#GBTA19 : ce qu’il faut retenir …

Lors de la conférence GBTA 2019, de nombreux acteurs du Voyage d’Affaires se sont rassemblés à Munich afin d’échanger sur l’évolution du secteur. Retour sur les 3 problématiques qui ont marqué cette édition 2019.

Comment rendre le Voyage d’Affaires plus « vert » ? Si cela passe nécessairement par le choix des moyens de transports, notamment pour l’aérien, les acteurs sont unanimes : le marché aérien de demain n’est pas sous la seule responsabilité des compagnies aériennes. « C’est toute une industrie qui est concernée », déclare Thomas Haagensen, Group Markets Director easyJet Europe. « Cela comprend notamment les constructeurs, équipementiers ou bien encore les aéroports », ajoute-t-il.

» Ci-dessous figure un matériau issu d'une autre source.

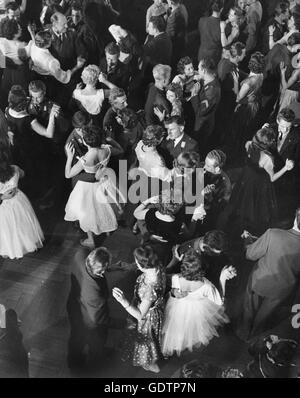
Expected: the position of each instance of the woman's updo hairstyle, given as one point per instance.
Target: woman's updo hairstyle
(257, 63)
(9, 28)
(176, 89)
(183, 62)
(153, 135)
(90, 75)
(92, 136)
(146, 257)
(192, 268)
(17, 99)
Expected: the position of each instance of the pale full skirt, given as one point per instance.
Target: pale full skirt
(189, 323)
(90, 205)
(20, 231)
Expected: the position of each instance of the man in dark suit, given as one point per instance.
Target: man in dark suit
(177, 141)
(205, 100)
(117, 72)
(156, 95)
(66, 48)
(273, 283)
(158, 47)
(88, 309)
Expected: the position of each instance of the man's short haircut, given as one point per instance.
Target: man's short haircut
(217, 5)
(112, 48)
(286, 114)
(36, 86)
(175, 119)
(12, 5)
(43, 39)
(218, 156)
(161, 72)
(216, 240)
(158, 23)
(97, 259)
(208, 65)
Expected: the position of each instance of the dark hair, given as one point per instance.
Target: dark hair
(192, 268)
(265, 138)
(6, 169)
(192, 159)
(197, 370)
(176, 89)
(175, 119)
(281, 8)
(17, 99)
(298, 217)
(153, 135)
(43, 39)
(208, 65)
(182, 64)
(296, 17)
(257, 63)
(92, 136)
(80, 119)
(216, 240)
(12, 5)
(112, 48)
(170, 203)
(100, 256)
(294, 38)
(218, 156)
(9, 28)
(236, 49)
(146, 257)
(37, 86)
(286, 114)
(128, 118)
(158, 23)
(217, 5)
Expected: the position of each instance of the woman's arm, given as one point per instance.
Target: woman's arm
(137, 313)
(226, 41)
(47, 132)
(243, 92)
(269, 167)
(70, 171)
(116, 149)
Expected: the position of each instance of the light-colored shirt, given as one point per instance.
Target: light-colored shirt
(91, 103)
(45, 64)
(11, 49)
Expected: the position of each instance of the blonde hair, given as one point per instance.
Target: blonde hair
(90, 74)
(162, 72)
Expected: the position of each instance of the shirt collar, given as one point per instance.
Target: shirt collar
(176, 142)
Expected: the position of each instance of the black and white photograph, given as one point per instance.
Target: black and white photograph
(149, 191)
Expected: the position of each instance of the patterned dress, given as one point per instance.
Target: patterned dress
(142, 344)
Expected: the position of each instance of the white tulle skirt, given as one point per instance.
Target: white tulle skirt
(190, 323)
(91, 205)
(20, 231)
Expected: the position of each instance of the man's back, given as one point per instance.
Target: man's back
(210, 37)
(87, 302)
(278, 268)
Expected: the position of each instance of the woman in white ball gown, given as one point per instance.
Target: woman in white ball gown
(20, 231)
(92, 199)
(194, 310)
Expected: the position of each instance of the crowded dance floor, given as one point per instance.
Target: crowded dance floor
(150, 189)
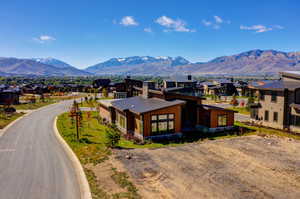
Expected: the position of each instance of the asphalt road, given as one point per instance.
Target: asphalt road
(33, 165)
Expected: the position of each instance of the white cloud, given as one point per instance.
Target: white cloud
(206, 23)
(216, 23)
(260, 28)
(128, 21)
(44, 38)
(177, 25)
(149, 30)
(218, 19)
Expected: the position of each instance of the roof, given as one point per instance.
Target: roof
(180, 79)
(107, 102)
(293, 74)
(140, 104)
(209, 107)
(279, 85)
(296, 106)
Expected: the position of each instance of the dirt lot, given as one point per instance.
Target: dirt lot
(244, 167)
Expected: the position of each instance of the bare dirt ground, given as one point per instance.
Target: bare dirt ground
(244, 167)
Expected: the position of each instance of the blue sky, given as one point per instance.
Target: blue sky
(84, 33)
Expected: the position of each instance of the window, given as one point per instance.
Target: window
(275, 116)
(121, 121)
(222, 120)
(161, 124)
(266, 115)
(273, 96)
(262, 95)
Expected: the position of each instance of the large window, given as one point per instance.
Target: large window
(275, 116)
(262, 95)
(222, 120)
(121, 120)
(161, 124)
(273, 96)
(266, 115)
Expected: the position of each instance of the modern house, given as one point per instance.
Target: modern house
(177, 82)
(157, 112)
(279, 103)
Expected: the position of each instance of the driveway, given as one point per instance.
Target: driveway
(33, 165)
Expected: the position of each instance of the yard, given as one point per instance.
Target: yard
(252, 166)
(243, 167)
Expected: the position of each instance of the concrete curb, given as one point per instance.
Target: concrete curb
(85, 192)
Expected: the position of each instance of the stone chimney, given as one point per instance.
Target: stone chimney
(145, 90)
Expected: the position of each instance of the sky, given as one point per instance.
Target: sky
(84, 33)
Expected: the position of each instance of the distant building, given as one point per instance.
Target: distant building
(278, 103)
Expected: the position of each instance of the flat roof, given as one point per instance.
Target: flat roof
(279, 85)
(140, 104)
(293, 74)
(210, 107)
(107, 102)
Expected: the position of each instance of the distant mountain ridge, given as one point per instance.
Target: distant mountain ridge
(140, 64)
(39, 67)
(253, 61)
(249, 62)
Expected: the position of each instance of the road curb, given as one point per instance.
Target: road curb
(85, 192)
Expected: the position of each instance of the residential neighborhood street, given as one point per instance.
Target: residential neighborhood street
(32, 162)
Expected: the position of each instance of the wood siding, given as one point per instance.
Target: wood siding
(176, 110)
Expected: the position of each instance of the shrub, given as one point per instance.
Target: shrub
(113, 137)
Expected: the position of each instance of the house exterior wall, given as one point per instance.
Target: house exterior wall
(214, 117)
(176, 110)
(268, 105)
(105, 113)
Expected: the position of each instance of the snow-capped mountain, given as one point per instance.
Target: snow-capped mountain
(53, 62)
(139, 64)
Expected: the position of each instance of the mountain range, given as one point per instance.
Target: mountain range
(250, 62)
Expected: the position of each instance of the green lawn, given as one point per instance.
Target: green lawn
(92, 150)
(6, 119)
(31, 106)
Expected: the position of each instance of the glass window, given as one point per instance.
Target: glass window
(171, 125)
(163, 117)
(154, 127)
(266, 115)
(261, 95)
(154, 117)
(163, 123)
(163, 126)
(274, 96)
(275, 116)
(222, 120)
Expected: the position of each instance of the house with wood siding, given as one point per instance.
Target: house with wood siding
(160, 113)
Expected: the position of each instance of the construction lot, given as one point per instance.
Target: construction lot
(243, 167)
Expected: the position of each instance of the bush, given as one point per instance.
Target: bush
(113, 137)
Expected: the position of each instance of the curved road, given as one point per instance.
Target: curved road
(33, 165)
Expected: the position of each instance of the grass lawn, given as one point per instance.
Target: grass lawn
(5, 120)
(91, 150)
(241, 110)
(31, 106)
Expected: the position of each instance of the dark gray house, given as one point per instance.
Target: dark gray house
(279, 103)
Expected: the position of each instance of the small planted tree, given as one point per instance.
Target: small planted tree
(112, 138)
(234, 101)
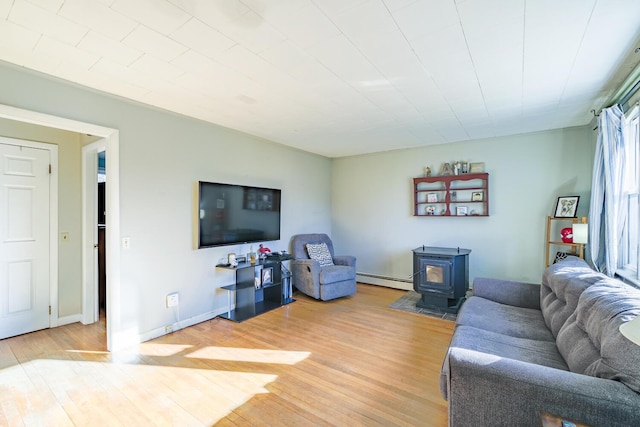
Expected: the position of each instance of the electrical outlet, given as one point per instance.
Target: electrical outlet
(172, 299)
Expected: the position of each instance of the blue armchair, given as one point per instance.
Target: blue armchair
(327, 276)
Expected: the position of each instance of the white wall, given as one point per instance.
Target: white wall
(69, 208)
(162, 155)
(372, 199)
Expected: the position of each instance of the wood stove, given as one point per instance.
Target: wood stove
(441, 275)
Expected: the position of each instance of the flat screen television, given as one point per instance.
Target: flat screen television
(233, 214)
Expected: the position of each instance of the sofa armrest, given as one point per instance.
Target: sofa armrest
(485, 390)
(306, 276)
(344, 260)
(519, 294)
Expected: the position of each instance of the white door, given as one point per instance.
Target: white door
(24, 239)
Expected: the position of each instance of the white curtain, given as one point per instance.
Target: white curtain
(608, 203)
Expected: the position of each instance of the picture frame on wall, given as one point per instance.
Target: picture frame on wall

En revanche si l’aérien « 0 émission » est au cœur du débat, la principale question ne sera jamais posée durant cette conférence allemande, à savoir : avons-nous besoin de voyager autant que les générations précédentes ? Durant ces 3 jours d’échanges, aucun débat ne portera donc sur les outils technologiques mis à disposition des entreprises qui pourraient remplacer un déplacement de plusieurs centaines de kilomètres ou bien encore sur la nécessité absolue de certains déplacements. Dans un contexte où la réduction des coûts est pourtant le « let motiv » de la grande majorité des décisions, la simple question de savoir si une économie de coûts et d’émission de gaz à effet de serre peut être réalisée sur certains voyages programmés ne semble donc pas se poser.

Loyaty program et politique voyages

Autre point essentiel abordé durant cette conférence GBTA 2019 : les programmes de fidélité sont-ils source de bénéfices ? Pour Daniela Shade, COO AccorHotels Central Europe, la priorité pour les hôteliers est la personnalisation : « Un bon programme de fidélité doit être synonyme de personnalisation. Le voyageur a aujourd’hui besoin d’être reconnu en tant que personne individuelle ».

« Les ‘Loyalty programs’ permettent également de mieux faire respecter la politique voyages de l’entreprise. Pour 49% des travel managers ils améliorent la satisfaction voyageur en apportant de la la personnalisation », ajoute-t-elle. Un moyen de renforcer l’adhésion à la politique voyages mais également de récupérer de la data pour les entreprises.

Le point sur l’adoption de la DSP2

Entrée en vigueur en janvier 2018, de nouvelles exigences relatives aux paiements en ligne ont été introduites en Europe le 14 septembre 2019 dans le cadre de la « Directive sur les services de paiement 2e version (DSP2) ». De nouvelles exigences qui devront obligatoirement être appliquées d’ici le 31 décembre 2020. L’objectif : renforcer la protection des consommateurs et garantir des conditions de concurrence équitables dans un marché en pleine mutation. Parmi les moyens de paiement qui s’offrent aux entreprises, c’est le paiement électronique qui est particulièrement visé. Désormais, l’authentification forte n’est plus seulement recommandée, elle est obligatoire. Cela implique que, pour prouver son identité, l’utilisateur devra répondre au moins à deux des trois conditions suivantes :

  • Un mot de passe ou un code que seul l’utilisateur connaît ; 
  • Un appareil (téléphone mobile, carte à puce, etc) que seul l’utilisateur possède ; 
  • Une caractéristique personnelle du client (empreinte digitale, reconnaissance vocale, ou faciale).

En revanche, plusieurs exceptions existent dont : les transactions MOTO (mails orders and telephone orders), les transactions inter-régionales hors Europe ou bien encore les paiements effectués avec une carte professionnelle.